That's Bill O'Reilly's surprising (read: moronic) conclusion to the the Dan Rather Debacle. From the NY Daily News' version of the No-Spinmeister's syndicated col:
Dan Rather is guilty of not being skeptical enough about a story that was politically loaded….Dan Rather was slimed. It was disgraceful.
But you'll be seeing more of this kind of thing in the future. All famous and successful Americans are now targets. Unscrupulous people know that any accusation can be dumped on the Internet and within hours the mainstream media will pick it up. It will be printed in the papers, discussed on radio and TV and become part of the unfortunate person's resume whether he or she is guilty or not. A click of the Internet mouse can wipe out a lifetime of honor and hard work. Just the accusation or allegation can be ruinous.
Let me ask you something: In the future, do you think potential public servants and social crusaders are going to risk being brutally attacked within this insane system? I don't. I think many good people are simply going to walk away from the public arena….
Unfair freedom of speech did [Rather] in. This is not your grandfather's country anymore.
Whole thing here.
Dan Rather was slimed? How, exactly? He was mocked and derided for putting out a phony story–a brilliant denouement to a career clogged with other sorts of laughable weirdnesses. Nobody was accusing him of murder, or rape, or any sort of unsubstantiated ad hominem charges. They said he was a dupe, witting or not, of the need for a big story that apparently supported his personal political view. He got burned because he jettisoned his journalistic standards at the precise moment he needed to stand by them. For that, he deserves to get beaten about the kidneys professionally. In any case, he's not going to hell as a result–he's capping off a 1,000 year career as one of the most-underwatched newsbots in the history of TV. That's pretty freaking good work if you can get it. And, Billy O, don't worry about running out of replacements for the Rathers of the world. Dandy Dan's pay, and the immense, typically monstrous power that "public servants and social crusaders" get to wield, suggest that particular well won't be running dry anytime soon. The unsupported argument that public scrutiny of politicians has driven good people out of that arena is weak enough; to claim that the same dynamic is at work in TV journalism borders on the insane.

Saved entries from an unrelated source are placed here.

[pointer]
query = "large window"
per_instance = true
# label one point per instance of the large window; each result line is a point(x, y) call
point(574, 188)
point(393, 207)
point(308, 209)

O'Reilly's siding with the wealthy and renowned is not simply a result of his own recent brush with scandal; he's been on the side of the rich and famous against "attackers" for a very long time, especially Web-based scribes. But it's no less convincing in this case than in any other. "Unfair freedom of speech?" What a load of bullspin that phrase is. Freedom of speech is never unfair. It's the essential thing that allows something like truth to emerge from the marketplace of ideas and information.
And by the way, what can it possibly mean to invoke that pre-lapsarian paradise known as "your grandfather's country"? Without reciting a list of cliched truths (and exaggerations) about old-tyme discrimination against folks with names like O'Reilly, what exactly was better about the United States 50 or 75 years ago? That the social talkback mechanism in virtually every instance was totally stacked against the little people O'Reilly says he protects? I remain a big fan of (and, I hope, occasional guest on) The O'Reilly Factor, which continues to set the pace of cable yak shows for any number of good reasons. But in this latest dyspeptic burp of a col, Bill has produced little more than the next installment of his "Most Ridiculous Item of the Day" bit.